I conti, quelli del generale John Sattler, non tornano affatto: ai 2000
cosidetti insorti uccisi devono aggiungersi altre migliaia di civili periti
sotto il fuoco americano; se è poi fosse vero che il numero dei profughi
riammessi nella città devastata è di 100.000, che fine hano fatto gli altri
200.000? Secondo la Mezzaluna rossa ed altre organizzazioni umanitarie che
operano sul campo sono poco più di 100.000 quelli rintracciati nelle
tendopoli di Baghdad e dintorni.
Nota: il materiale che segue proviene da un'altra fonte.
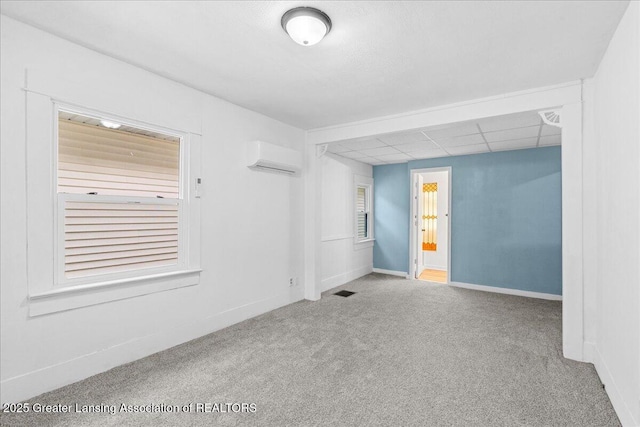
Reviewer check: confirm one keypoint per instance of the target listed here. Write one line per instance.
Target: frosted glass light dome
(306, 25)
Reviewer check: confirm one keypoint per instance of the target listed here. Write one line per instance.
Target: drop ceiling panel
(518, 134)
(511, 134)
(550, 140)
(468, 149)
(514, 144)
(451, 130)
(398, 157)
(353, 155)
(362, 144)
(416, 146)
(428, 154)
(460, 140)
(402, 138)
(377, 152)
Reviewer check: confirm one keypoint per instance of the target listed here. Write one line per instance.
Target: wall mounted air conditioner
(268, 157)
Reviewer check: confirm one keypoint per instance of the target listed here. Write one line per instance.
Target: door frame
(414, 225)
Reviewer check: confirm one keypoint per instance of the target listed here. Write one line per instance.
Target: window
(113, 207)
(363, 209)
(362, 213)
(119, 199)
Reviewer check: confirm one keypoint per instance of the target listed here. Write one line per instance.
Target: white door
(418, 223)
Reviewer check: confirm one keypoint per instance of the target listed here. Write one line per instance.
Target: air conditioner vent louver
(267, 157)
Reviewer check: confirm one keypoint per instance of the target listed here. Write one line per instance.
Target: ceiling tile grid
(510, 132)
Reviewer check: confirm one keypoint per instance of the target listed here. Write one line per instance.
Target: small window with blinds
(363, 218)
(119, 199)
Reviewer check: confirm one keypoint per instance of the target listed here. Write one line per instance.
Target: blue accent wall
(506, 218)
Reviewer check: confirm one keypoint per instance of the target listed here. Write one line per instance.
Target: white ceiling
(510, 132)
(380, 58)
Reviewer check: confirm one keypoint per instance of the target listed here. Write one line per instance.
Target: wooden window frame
(48, 292)
(367, 184)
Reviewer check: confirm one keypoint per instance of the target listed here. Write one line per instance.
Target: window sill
(73, 297)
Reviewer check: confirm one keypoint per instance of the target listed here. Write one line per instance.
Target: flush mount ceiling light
(306, 25)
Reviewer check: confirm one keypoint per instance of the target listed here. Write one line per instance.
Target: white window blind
(112, 162)
(362, 213)
(119, 199)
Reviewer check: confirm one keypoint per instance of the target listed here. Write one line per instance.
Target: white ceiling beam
(508, 103)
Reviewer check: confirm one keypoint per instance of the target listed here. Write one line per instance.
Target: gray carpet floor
(397, 353)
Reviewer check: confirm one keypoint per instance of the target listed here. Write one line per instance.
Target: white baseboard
(342, 278)
(434, 267)
(31, 384)
(508, 291)
(622, 409)
(391, 272)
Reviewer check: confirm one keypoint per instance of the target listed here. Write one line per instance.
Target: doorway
(431, 208)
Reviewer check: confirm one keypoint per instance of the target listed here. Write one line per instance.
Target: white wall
(251, 221)
(438, 259)
(341, 259)
(612, 218)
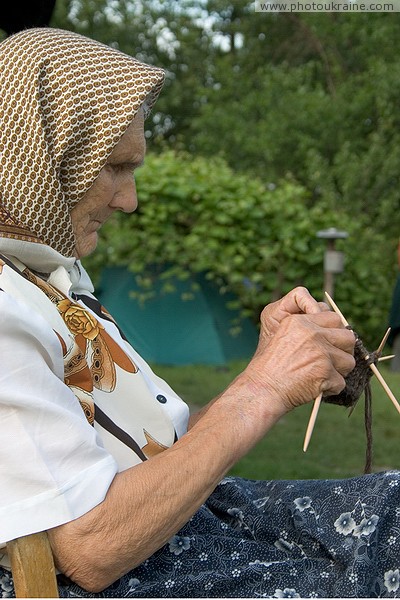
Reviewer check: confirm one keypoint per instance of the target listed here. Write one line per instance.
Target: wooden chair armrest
(32, 566)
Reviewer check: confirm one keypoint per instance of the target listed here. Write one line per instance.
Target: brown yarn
(358, 382)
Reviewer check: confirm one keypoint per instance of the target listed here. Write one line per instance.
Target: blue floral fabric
(276, 539)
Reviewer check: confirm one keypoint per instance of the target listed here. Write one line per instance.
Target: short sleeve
(53, 466)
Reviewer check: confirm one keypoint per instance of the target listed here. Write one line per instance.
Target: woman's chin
(85, 247)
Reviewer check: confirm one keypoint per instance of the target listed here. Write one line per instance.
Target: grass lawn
(337, 447)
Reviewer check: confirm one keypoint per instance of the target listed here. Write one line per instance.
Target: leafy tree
(259, 241)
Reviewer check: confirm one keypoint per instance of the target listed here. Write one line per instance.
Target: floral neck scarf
(65, 100)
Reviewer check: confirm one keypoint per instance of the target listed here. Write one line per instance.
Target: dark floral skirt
(276, 539)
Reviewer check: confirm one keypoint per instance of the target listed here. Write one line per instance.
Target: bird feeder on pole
(333, 259)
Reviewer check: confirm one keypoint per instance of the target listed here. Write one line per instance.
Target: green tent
(167, 329)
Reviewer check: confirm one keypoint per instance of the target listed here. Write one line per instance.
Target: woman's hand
(308, 354)
(297, 301)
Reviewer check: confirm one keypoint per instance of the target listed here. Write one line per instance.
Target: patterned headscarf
(65, 100)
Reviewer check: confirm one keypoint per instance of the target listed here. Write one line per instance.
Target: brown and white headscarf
(65, 100)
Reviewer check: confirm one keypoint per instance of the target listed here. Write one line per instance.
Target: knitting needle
(372, 365)
(383, 342)
(317, 401)
(388, 357)
(311, 422)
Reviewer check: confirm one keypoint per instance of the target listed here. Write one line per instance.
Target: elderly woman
(94, 447)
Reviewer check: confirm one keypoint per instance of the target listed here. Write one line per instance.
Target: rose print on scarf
(90, 361)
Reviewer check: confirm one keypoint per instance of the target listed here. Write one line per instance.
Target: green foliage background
(270, 127)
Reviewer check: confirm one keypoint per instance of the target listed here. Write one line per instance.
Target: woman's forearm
(148, 503)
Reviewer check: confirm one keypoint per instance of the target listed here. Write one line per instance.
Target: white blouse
(77, 403)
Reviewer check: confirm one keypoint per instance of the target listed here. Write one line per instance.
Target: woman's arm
(147, 504)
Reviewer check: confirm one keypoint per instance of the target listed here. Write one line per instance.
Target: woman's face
(114, 188)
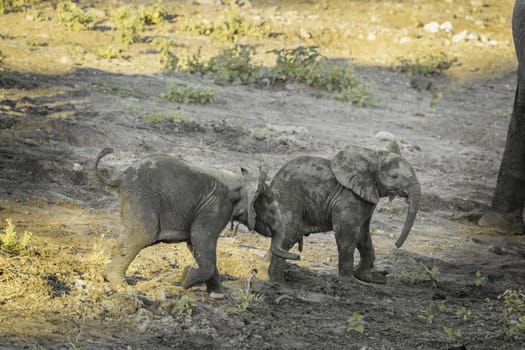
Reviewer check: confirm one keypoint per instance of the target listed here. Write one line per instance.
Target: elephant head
(264, 216)
(374, 174)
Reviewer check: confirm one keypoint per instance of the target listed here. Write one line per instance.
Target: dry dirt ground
(60, 104)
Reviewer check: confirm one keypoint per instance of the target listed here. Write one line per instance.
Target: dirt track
(61, 104)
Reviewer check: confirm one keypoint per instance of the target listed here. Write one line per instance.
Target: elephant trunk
(278, 249)
(414, 196)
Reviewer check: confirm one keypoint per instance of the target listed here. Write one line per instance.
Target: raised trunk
(278, 249)
(414, 196)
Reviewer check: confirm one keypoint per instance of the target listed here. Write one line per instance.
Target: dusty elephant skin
(167, 199)
(319, 195)
(506, 210)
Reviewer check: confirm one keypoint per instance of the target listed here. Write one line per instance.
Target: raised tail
(104, 180)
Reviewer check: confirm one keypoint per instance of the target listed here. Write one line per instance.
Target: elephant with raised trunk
(506, 211)
(340, 194)
(168, 199)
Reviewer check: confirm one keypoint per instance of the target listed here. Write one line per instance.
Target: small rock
(431, 27)
(446, 27)
(472, 36)
(456, 38)
(421, 83)
(217, 296)
(405, 40)
(304, 34)
(77, 167)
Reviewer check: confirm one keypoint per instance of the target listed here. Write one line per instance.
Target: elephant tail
(103, 179)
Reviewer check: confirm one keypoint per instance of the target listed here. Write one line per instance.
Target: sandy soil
(61, 104)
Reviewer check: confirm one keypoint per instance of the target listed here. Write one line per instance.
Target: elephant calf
(340, 194)
(167, 199)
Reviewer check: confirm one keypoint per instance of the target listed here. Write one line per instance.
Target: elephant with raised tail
(506, 210)
(168, 199)
(340, 194)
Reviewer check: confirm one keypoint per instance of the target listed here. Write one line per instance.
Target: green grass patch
(428, 65)
(13, 242)
(73, 17)
(232, 65)
(304, 64)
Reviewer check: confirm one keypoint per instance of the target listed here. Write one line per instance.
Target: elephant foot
(370, 276)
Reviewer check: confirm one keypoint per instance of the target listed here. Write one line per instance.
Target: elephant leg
(278, 265)
(213, 285)
(204, 235)
(364, 271)
(509, 197)
(127, 251)
(276, 268)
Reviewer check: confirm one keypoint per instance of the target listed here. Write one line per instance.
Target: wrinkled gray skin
(167, 199)
(319, 195)
(506, 211)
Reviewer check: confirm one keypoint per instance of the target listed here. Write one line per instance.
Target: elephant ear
(252, 215)
(356, 168)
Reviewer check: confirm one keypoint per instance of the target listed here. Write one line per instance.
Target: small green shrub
(426, 65)
(177, 117)
(514, 312)
(233, 65)
(189, 94)
(72, 17)
(168, 60)
(306, 65)
(13, 5)
(451, 334)
(356, 323)
(186, 305)
(129, 23)
(245, 297)
(11, 241)
(233, 26)
(108, 53)
(152, 14)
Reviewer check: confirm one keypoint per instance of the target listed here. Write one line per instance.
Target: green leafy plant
(11, 241)
(464, 313)
(233, 26)
(108, 53)
(186, 305)
(152, 14)
(129, 23)
(428, 64)
(304, 64)
(73, 17)
(233, 65)
(514, 312)
(168, 59)
(356, 323)
(12, 5)
(245, 297)
(480, 280)
(189, 94)
(177, 117)
(451, 334)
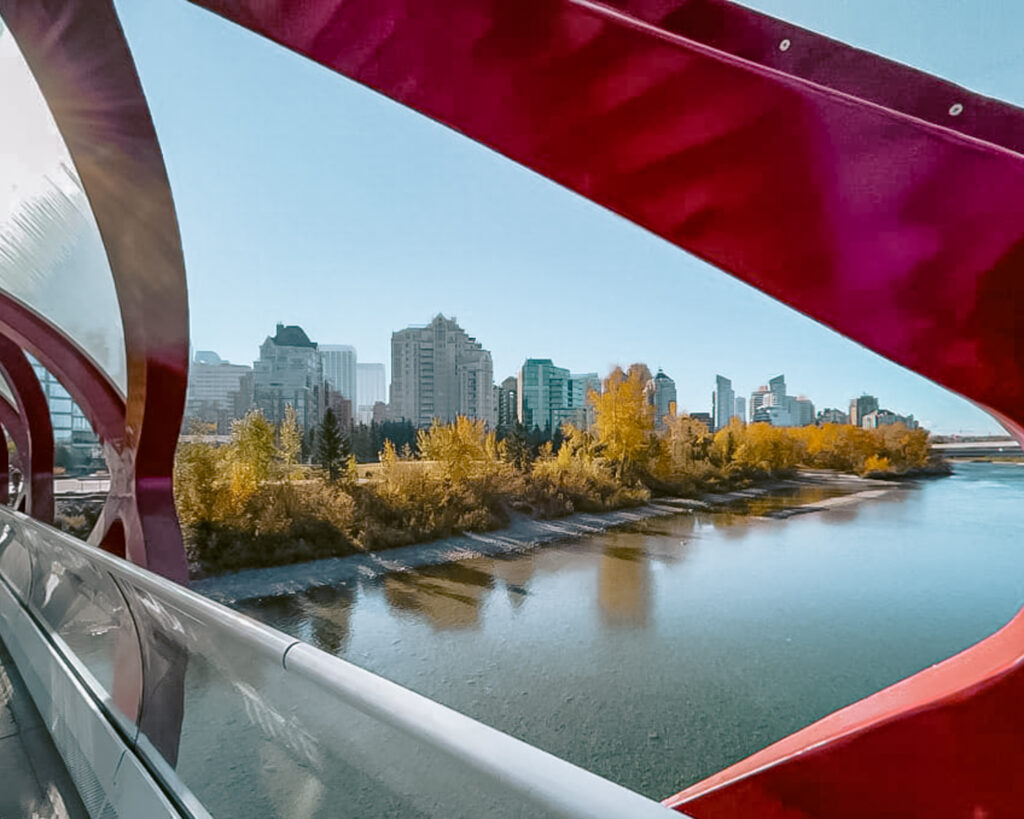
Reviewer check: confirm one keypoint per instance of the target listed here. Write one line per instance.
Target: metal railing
(227, 717)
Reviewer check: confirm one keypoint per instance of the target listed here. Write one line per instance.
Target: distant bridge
(998, 446)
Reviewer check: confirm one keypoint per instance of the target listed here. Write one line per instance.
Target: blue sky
(306, 199)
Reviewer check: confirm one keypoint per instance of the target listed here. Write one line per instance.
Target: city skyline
(525, 403)
(532, 269)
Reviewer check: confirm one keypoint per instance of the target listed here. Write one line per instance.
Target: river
(658, 654)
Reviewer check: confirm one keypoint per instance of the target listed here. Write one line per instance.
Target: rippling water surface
(658, 655)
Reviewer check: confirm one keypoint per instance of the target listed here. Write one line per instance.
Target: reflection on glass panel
(66, 416)
(51, 254)
(6, 391)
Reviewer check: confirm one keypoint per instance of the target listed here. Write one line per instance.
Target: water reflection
(658, 654)
(624, 594)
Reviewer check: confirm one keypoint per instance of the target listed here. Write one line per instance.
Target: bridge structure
(883, 202)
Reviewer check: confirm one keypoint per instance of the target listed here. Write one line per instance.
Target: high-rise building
(723, 402)
(371, 387)
(760, 397)
(704, 418)
(802, 411)
(861, 406)
(506, 401)
(438, 372)
(542, 388)
(832, 416)
(218, 391)
(548, 396)
(886, 418)
(660, 392)
(339, 363)
(289, 372)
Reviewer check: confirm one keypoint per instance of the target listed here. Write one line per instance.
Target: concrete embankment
(521, 535)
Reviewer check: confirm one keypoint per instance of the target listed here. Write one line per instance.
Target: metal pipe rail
(218, 715)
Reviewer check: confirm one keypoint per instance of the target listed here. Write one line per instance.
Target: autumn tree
(291, 441)
(250, 455)
(625, 421)
(460, 448)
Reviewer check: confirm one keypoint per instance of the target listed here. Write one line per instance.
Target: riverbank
(523, 533)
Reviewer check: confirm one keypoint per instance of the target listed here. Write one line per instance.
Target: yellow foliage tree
(250, 455)
(625, 422)
(291, 442)
(461, 449)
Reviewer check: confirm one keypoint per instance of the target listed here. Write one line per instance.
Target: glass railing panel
(240, 720)
(271, 727)
(51, 254)
(81, 604)
(7, 392)
(15, 562)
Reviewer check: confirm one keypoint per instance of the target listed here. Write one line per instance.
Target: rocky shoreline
(521, 535)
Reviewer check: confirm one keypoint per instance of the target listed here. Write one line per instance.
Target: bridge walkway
(35, 781)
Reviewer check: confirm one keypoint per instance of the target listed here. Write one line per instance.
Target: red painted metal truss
(883, 202)
(78, 55)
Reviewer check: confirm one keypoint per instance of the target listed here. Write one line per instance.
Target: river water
(656, 655)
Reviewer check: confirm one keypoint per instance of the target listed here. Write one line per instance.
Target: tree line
(253, 502)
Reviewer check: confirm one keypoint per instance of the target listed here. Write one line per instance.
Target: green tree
(332, 446)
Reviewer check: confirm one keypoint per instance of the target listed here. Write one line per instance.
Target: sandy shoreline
(520, 535)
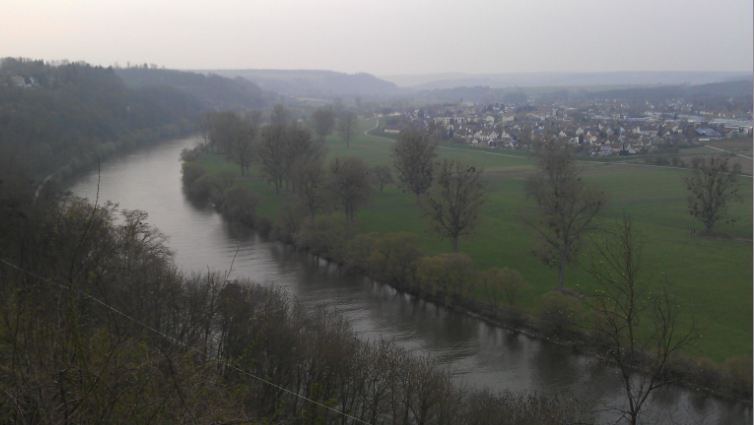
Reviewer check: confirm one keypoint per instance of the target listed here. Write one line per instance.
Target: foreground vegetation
(96, 325)
(710, 275)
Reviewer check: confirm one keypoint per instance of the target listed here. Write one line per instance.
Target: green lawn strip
(712, 278)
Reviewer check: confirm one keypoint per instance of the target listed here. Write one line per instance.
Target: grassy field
(712, 277)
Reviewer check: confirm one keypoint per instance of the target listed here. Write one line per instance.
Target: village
(595, 128)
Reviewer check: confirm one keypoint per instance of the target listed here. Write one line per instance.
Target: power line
(174, 341)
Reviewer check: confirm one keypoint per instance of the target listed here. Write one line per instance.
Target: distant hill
(563, 79)
(69, 115)
(714, 93)
(313, 83)
(214, 92)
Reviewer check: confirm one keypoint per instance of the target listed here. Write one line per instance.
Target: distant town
(597, 128)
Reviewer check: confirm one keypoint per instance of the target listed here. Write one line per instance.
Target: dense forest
(62, 117)
(98, 326)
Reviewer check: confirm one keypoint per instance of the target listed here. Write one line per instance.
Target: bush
(358, 251)
(739, 372)
(191, 171)
(210, 187)
(559, 313)
(239, 204)
(501, 285)
(393, 259)
(445, 275)
(287, 224)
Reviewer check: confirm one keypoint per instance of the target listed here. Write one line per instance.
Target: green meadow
(711, 277)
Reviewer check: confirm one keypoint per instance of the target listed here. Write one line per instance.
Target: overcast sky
(387, 36)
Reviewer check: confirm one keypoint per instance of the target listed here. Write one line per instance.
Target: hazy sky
(387, 36)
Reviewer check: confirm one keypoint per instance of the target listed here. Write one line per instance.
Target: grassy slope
(713, 278)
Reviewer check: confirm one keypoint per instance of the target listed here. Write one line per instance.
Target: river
(477, 354)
Calcolando che ammontino a 40 o 50mila
quelli dispersi in case di parenti o amici nell'intero Iraq, ne mancano
all'appello altri 50.000.

Johnathan Steele e Dahr Jamail hanno scritto sul britannico Guardian che
«Falluja è la nostra Guernica». Una analogia approssimativa per difetto
perché statisticamente inesatta: il 26 aprile 1937 il bombardamento
«sperimentale» degli aerei tedeschi della legione Condor uccise circa 1.500
civili nella cittadina spagnola e tutto induce a credere che l'eccidio
protratto e ad alta tecnologia di Falluja abbia mietuto un numero ben più
elevato di vittime. Nella storia senza fine della umana barbarie Coventry e
Dresda potrebbero fornire paragoni più calzanti.

Troppo facile ma non meno calzante la citazione di Cornelio Tacito: «Lì dove
fanno un deserto, lo chiamano pace».